We settled into a routine where I milked the cows on one side of the barn and Otto milked those on the other side. That gave us around 15 to 20 cows apiece. He smoked and chewed Cowboy cigars as he milked. Between the smoking and the chewing, he pretty much ended up in the middle of a cigar about every cow or two.

One afternoon in late spring, I was leaning on one of the cows while the milker was on her. Without thinking, I started to pull off some of her winter hair. As I stood back, I realized that it was much lighter where I had pulled the hair out.

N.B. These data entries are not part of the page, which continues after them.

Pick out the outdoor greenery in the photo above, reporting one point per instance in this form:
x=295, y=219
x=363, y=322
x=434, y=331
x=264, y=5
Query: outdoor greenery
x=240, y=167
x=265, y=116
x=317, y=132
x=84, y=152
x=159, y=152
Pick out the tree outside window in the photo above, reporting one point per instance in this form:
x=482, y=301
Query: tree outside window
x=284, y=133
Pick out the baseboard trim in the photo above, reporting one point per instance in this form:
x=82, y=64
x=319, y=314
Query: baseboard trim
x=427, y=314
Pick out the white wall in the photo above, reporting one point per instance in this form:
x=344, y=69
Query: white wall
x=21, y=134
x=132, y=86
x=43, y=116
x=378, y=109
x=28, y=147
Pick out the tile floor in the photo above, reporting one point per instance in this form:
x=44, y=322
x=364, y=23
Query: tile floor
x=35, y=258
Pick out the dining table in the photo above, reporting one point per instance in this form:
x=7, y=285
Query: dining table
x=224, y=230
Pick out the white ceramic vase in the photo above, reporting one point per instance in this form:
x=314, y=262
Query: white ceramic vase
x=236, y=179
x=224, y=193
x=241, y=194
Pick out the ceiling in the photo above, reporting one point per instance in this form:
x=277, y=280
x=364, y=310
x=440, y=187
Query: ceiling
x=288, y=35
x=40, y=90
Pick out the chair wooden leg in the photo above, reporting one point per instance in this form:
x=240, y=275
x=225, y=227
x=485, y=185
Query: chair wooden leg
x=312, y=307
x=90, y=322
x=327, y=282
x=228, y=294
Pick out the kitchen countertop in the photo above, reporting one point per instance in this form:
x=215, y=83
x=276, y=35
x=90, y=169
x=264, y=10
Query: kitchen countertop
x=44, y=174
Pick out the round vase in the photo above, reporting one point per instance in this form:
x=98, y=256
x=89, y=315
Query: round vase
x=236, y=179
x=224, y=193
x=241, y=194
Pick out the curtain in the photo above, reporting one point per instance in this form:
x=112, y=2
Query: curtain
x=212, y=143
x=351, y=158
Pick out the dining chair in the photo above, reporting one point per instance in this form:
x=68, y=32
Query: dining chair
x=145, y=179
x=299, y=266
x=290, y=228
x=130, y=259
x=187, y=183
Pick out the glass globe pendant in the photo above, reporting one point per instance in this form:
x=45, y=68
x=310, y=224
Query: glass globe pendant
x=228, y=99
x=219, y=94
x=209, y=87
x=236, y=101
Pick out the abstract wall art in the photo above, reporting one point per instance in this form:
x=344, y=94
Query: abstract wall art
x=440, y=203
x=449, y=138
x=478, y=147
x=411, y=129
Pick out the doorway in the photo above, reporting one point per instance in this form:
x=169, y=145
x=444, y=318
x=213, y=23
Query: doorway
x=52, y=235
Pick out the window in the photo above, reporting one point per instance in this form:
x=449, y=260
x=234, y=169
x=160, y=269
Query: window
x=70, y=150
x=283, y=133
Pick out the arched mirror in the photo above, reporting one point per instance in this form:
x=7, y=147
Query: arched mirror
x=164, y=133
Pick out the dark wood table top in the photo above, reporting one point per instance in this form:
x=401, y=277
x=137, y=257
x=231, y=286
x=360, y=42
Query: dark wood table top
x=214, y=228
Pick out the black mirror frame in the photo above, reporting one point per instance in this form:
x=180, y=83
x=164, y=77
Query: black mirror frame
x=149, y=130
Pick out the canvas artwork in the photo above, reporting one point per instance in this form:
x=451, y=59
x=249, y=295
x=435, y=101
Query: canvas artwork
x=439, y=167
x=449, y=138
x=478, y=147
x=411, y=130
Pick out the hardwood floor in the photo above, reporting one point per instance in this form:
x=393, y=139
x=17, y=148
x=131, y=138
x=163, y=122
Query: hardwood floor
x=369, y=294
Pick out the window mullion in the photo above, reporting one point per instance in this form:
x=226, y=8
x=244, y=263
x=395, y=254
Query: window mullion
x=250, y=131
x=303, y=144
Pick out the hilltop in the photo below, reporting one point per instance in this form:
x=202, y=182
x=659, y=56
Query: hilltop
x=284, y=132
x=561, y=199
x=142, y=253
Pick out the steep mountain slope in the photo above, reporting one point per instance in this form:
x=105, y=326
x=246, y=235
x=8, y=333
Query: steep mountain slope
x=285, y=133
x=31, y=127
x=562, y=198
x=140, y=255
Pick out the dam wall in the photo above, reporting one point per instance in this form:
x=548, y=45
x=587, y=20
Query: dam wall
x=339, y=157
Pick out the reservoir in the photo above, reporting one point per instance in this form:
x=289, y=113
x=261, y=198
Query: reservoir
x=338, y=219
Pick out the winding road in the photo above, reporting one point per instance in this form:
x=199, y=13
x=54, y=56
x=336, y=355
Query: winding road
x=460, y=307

Now, each cow has its own quirks or personality. We had developed names for each of them based on their quirks, only one or two of which were fit for mixed company. One of the cows I milked, had the habit of producing fertilizer just as the milker was being put on her. I’ll leave it your imagination what name I gave her. Over the next couple of milkings, I wrote the name of each cow on its side by pulling out its winter hair. Otto never mentioned anything, and I never thought much of it, other than it was kind of funny.

Apparently, while I was in school one day, the aforementioned cow wandered up close enough to the road that a passerby noticed her name written on her side. He passed the information on to Otto who then discovered 20 of his cows had been “hair branded” with their names.

Deep down, I think he actually thought it was pretty funny, however, when you are upstanding in the community you can’t have cows like that running around. So, while the milkers were on that evening, I spent my time pulling out the rest of the winter hair in order to obliterate the brands.

I lived with Otto and Margaret until I graduated from high school and came to love them dearly. That’s how “No child left behind” worked in our community back then.